Create a Training ResultSet

Let’s create a ResultSet using the fields of bid event. For this TQL query, we cast the columns to machine learning types using the function label(), weight(), and categorical(). Note there is also numerical(), however, we are not using it in this model as the bid event object has no fields that could be used as numerical features.

An important aspect of creating machine learning ResultSets is the partition_by() statement. partition_by() takes a TQL expression which emits an enumerated string for each row. The output dataframe is split into partitions based on the value of the partition key expression for that row. This allows you to produce reproducible train/test splits over multiple runs, if your expression is based on an attribute of the event, as follows.

result_set = select(
    label('if(bid.won, 1, 0)'),
    weight(1.0),
    categorical('lower(bid.ad_size)', 'ad_size')
)\
.from_events('lethe4')\
.where('type == "bid"')\
.partition_by('IF(HASH(bid.user_id) % 10 < 2, "test", "train")')\
.options(expand_numerical_features=True, fill_na=True)\
.submit()

result_set

Query results:

partition "test"

	_label	_weight	ad_size
0	1.0	1.0	big
1	1.0	1.0	big
2	1.0	1.0	small
3	1.0	1.0	small
4	1.0	1.0	big
...	...	...	...
33554	1.0	1.0	small
33555	1.0	1.0	small
33556	1.0	1.0	big
33557	1.0	1.0	small
33558	1.0	1.0	small

33559 rows × 3 columns

partition "train"

	_label	_weight	ad_size
0	1.0	1.0	small
1	1.0	1.0	small
2	1.0	1.0	big
3	1.0	1.0	small
4	1.0	1.0	small
...	...	...	...
138413	1.0	1.0	small
138414	1.0	1.0	small
138415	1.0	1.0	big
138416	1.0	1.0	small
138417	1.0	1.0	small

138418 rows × 3 columns

query produced 171977 rows x 3 columns in 8.48 seconds

Estimating a Model

We now pass the ResultSet directly into a TQL Estimator in order to produce a trained model. TQL provides convenience wrapper for H2O, but drop-in support for other training packages can be made available upon request.

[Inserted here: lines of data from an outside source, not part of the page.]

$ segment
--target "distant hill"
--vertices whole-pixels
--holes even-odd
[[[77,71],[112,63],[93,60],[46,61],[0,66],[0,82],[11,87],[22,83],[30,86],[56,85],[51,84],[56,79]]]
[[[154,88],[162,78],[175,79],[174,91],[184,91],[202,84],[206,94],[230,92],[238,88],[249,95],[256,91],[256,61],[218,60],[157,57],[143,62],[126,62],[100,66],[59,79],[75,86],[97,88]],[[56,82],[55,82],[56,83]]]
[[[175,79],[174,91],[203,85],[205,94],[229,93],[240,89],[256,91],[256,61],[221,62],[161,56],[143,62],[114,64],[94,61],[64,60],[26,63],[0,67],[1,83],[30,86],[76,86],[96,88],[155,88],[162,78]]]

When training, a TuningConf and/or BootstrapConf may be provided. TuningConf enables hyper parameter tuning during the training session. BootstrapConf trains an ensemble of models with perturbed weights, enabling the estimation of standard errors via a Bayesian Bootstrap technique.

The estimator emits a PublishedModel instance, which we will then inspect.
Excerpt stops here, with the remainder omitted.